Improve performances in fetching a large datasets online #27

gmaze · 2020-06-23T19:08:35Z

Using the erddap data source to fetch a large amount of data has poor performances (in terms of wall time).
Such kind of fetching is problematic because:

the erddap has a 1 minute time out that will throw a bad response if it takes too long to prepare to output on the server side (see Long response from the erddap raising internal error #16).
the erddap server can only handle requests leading to no more than 9308MB of data.

To check this out, we can use the example from #16:

from argopy import DataFetcher as ArgoDataFetcher
box = [-120., -85., -10, 10, 0, 500, '2019-01-01','2019-12-31']
ds = ArgoDataFetcher(src='erddap').region(box).to_xarray()

To fix this issue, and more importantly improve performances and reliability of large datasets fetching, I propose to test the following pattern:

In argopy.data_fetchers.ErddapArgoDataFetcher, implement a chunking procedure for http requests:

Given a box request: split the domain into chunks/sub-domains: in space or time, or may be both.
Given a wmo request: split the request into chunks, one each wmo.

Each chunk of the full request would be fetched using its own http request and chunk data would be gathered/concatenated as they come along from the server.

Chunking the request, i.e. creating a list of urls to fetch, would be done in at the fetcher level in argopy.data_fetchers.ErddapArgoDataFetcher.
Managing a pull of requests, would be done at the file system level in argopy.stores.httpstore.

I suspect zarr or fsspec can already manage an (asynchronous) pull of requests.
In zarr, we can read it is capable of "Read an array concurrently from multiple threads or processes.", so this looks very close to the pattern above. May be @rabernat can give us his impressions on this ?

The text was updated successfully, but these errors were encountered:

gmaze · 2020-06-23T21:31:14Z

Here is way to test this that make the above large request to work !

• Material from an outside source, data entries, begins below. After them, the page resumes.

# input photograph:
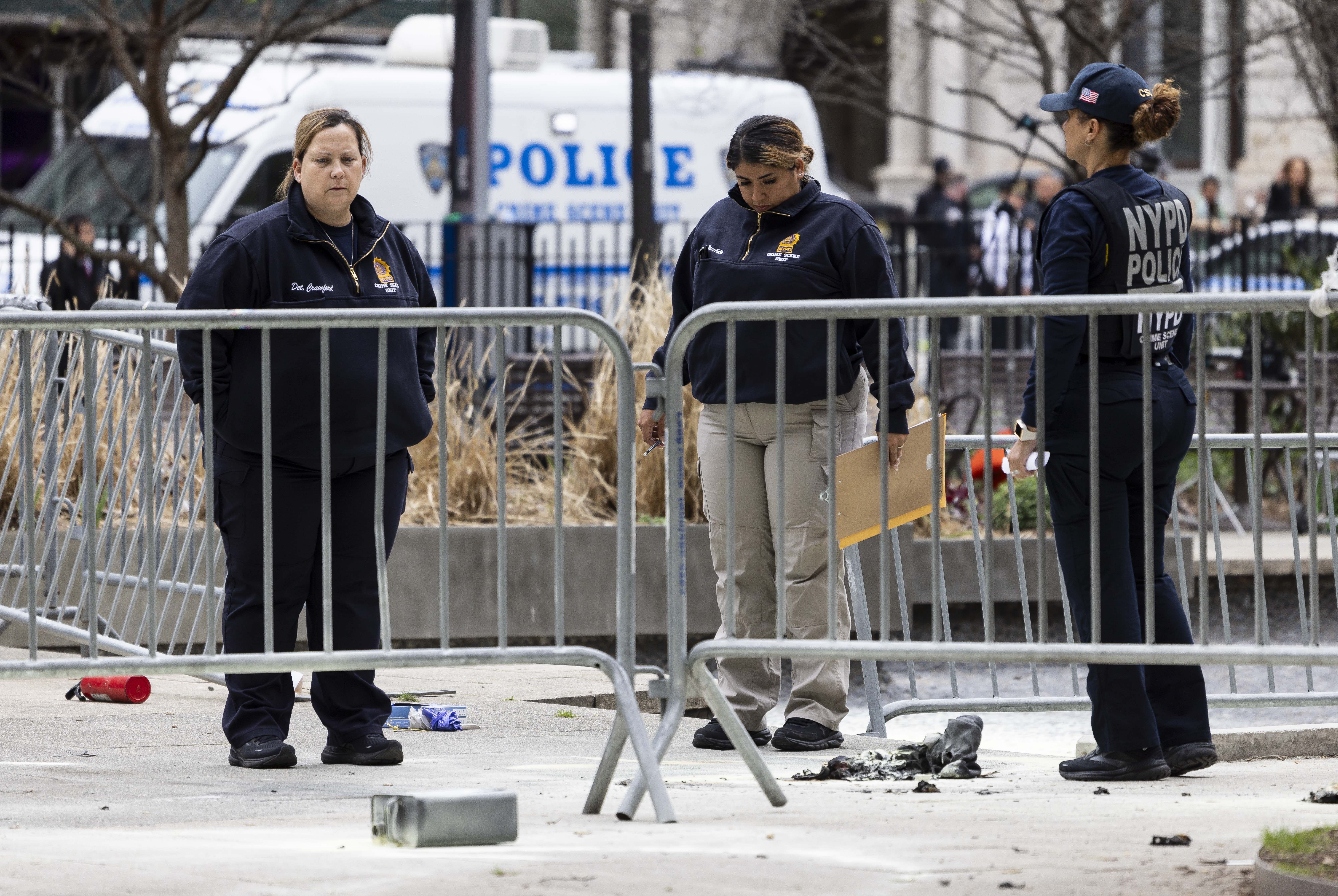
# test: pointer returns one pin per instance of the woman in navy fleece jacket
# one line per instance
(778, 236)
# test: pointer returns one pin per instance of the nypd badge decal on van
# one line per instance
(434, 165)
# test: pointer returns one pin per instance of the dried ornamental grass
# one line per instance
(589, 486)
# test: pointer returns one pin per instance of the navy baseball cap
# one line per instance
(1110, 92)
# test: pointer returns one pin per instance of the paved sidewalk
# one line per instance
(112, 799)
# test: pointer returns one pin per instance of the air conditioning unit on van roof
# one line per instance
(518, 45)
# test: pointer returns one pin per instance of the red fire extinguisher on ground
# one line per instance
(117, 689)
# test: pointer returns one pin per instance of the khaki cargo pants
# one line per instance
(753, 687)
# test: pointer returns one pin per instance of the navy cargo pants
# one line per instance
(1132, 707)
(348, 703)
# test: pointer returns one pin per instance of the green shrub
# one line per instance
(1026, 490)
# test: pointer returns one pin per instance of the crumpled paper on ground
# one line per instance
(435, 720)
(951, 755)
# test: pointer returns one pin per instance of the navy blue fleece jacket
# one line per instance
(282, 259)
(814, 245)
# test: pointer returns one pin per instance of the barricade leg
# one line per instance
(738, 733)
(860, 612)
(608, 766)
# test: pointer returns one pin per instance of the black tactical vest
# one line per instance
(1147, 252)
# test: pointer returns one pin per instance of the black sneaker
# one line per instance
(1191, 757)
(712, 737)
(806, 735)
(1134, 766)
(264, 752)
(370, 749)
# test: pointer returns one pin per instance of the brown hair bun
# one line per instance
(769, 140)
(1155, 118)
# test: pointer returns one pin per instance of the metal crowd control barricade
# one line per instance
(687, 671)
(109, 534)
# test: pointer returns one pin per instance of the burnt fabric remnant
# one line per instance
(1175, 840)
(951, 755)
(1325, 795)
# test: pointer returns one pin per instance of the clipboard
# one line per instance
(909, 490)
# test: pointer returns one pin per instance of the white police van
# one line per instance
(560, 140)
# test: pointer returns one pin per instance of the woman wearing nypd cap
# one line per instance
(1121, 231)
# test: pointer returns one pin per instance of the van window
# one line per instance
(73, 182)
(260, 190)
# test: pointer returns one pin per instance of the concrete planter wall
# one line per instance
(591, 581)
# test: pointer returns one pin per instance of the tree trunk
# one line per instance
(1086, 29)
(176, 158)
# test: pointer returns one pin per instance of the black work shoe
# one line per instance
(370, 749)
(1191, 757)
(712, 737)
(1134, 766)
(806, 735)
(264, 752)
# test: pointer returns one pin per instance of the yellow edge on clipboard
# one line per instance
(893, 523)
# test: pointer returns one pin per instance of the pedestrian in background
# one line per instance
(778, 236)
(1209, 215)
(1044, 190)
(74, 280)
(1150, 721)
(1289, 198)
(943, 174)
(949, 235)
(320, 247)
(1007, 263)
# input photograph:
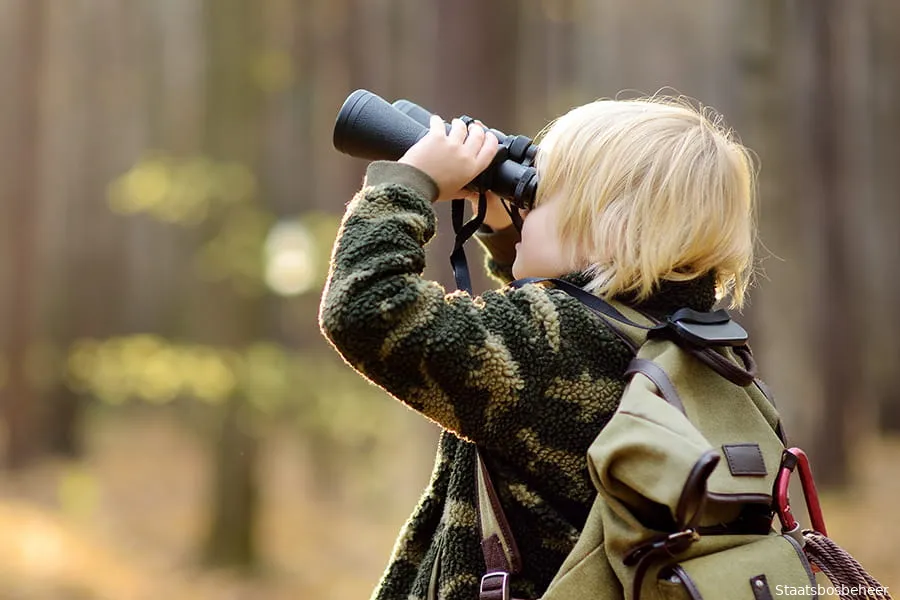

1st, we need some machinery to split the box request in chunks:

import pandas as pd
import concurrent.futures
import requests
import time

def split_box(large_box, n=1, d='x'):
    """ Split a box domain in one direction in n equal chunks """
    if d == 'x':
        i_left, i_right = 0, 1
    if d == 'y':
        i_left, i_right = 2, 3
    if d == 'z':
        i_left, i_right = 4, 5
    if n == 1:
        return large_box
    else:
        n = n + 1
    boxes = []
    bins = np.linspace(large_box[i_left], large_box[i_right], n)
    for ii, left in enumerate(bins):
        if ii < len(bins)-1:
            right = bins[ii+1]
            if d == 'x':
                boxes.append([left, right, 
                              large_box[2], large_box[3], 
                              large_box[4], large_box[5], 
                              large_box[6], large_box[7]])
            elif d == 'y':
                boxes.append([large_box[0], large_box[1], 
                              left, right, 
                              large_box[4], large_box[5], 
                              large_box[6], large_box[7]])
            elif d == 'z':
                boxes.append([large_box[0], large_box[1], 
                              large_box[2], large_box[3],
                              left, right, 
                              large_box[6], large_box[7]])
    return boxes

def split_this_box(box, nx=1, ny=1, nz=1):
    box_list = []
    split_x = split_box(box, n=nx, d='x')
    for bx in split_x:
        split_y = split_box(bx, n=ny, d='y')
        for bxy in split_y:
            split_z = split_box(bxy, n=nz, d='z')
            for bxyz in split_z:
                box_list.append(bxyz)
    return box_list

Then we can split the large box and create a list of urls to fetch (I used random boundaries to avoid the server to cache my requests):

large_box = [np.random.randint(-122,-118), np.random.randint(-87,-83), -10, 10, 0, 500, '2019-01-01', '2020-01-01']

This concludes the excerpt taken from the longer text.